De-identification of Dutch Mental Health Data
Erik Tjong Kim Sang, Ben de Vries, Wouter Smink, Bernard Veldkamp, Gerben Westerhof and Anneke Sools


De-identification or anonymization is the process of removing textual information related to personal identity of authors or subjects of a text. It is a key processing step preceding the release of sensitive documents for scientific study. De-identification is a complex task because it is difficult to find a balance between privacy and usability of text for scientific study. The quality of data anonymization is extremely important but recent work for English (Stubbs et al., 2017) and Dutch (Menger et al., 2017) show that the the current state-of-the-art is insufficient for relying on automatic de-identification.
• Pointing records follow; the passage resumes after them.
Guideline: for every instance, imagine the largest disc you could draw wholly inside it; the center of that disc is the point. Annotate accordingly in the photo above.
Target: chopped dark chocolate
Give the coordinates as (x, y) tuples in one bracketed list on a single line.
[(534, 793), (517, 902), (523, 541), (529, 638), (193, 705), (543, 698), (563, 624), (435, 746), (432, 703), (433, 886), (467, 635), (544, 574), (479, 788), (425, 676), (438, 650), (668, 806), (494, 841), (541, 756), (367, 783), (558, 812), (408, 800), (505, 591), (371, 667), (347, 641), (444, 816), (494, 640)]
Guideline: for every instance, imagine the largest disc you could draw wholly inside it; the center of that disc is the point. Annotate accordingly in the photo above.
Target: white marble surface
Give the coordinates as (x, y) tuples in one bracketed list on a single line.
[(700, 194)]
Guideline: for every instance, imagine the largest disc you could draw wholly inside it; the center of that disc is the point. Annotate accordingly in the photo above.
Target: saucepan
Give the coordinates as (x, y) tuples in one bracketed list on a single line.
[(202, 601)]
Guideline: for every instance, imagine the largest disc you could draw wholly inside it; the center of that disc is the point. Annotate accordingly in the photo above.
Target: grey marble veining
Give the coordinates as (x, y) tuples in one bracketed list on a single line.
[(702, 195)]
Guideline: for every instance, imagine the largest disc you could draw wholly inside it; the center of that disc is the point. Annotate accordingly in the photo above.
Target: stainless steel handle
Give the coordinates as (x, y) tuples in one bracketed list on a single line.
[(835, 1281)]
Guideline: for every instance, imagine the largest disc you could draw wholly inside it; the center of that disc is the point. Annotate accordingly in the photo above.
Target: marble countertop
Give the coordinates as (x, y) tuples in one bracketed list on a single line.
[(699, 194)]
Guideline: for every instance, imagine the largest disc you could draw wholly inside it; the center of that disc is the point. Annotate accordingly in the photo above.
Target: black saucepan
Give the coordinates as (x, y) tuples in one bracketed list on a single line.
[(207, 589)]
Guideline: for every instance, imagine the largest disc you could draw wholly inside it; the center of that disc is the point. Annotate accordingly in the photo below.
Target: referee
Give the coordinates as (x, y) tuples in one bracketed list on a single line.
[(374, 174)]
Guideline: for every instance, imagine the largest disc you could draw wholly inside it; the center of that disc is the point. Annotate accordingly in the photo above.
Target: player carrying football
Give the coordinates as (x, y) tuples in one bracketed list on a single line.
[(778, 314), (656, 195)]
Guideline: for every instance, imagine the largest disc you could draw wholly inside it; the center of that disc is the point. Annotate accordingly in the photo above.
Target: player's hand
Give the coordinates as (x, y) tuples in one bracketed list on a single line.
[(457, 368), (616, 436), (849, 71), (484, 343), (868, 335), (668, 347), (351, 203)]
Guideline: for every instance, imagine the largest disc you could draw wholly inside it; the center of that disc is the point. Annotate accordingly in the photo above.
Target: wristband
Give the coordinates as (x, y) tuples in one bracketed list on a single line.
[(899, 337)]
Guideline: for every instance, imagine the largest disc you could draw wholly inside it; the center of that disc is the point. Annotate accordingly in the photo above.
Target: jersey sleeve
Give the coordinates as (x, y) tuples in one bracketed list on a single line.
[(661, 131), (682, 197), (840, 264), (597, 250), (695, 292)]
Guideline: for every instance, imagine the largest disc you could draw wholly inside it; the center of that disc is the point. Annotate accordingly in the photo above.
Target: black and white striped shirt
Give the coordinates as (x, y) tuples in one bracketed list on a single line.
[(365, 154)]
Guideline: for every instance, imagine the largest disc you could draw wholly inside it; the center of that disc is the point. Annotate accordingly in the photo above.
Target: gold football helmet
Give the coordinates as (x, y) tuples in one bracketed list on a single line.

In this paper we present our approach towards the de-identification of Dutch mental health texts. The unavailability of gold standard data prevented a machine-learning approach, so we employ a rule-based method that relies on a public-domain entity tagger. False positives produced by the tagger are handled by storing the entity words in a cache which is manually checked before the final run. Words linked to personal identity are replaced by fillers indicating their entity type. In rare predefined cases, a numeric id is appended to the filler token to allow for linking information between documents.

We have applied the de-identification process to two collections of Dutch mental health records. Evaluation of the process is a challenge because we do not have access to the original documents. At this moment we are building a corpus of Dutch online biographies which after an egofication process (changing he/she to I) will serve as evaluation data for our de-identication method.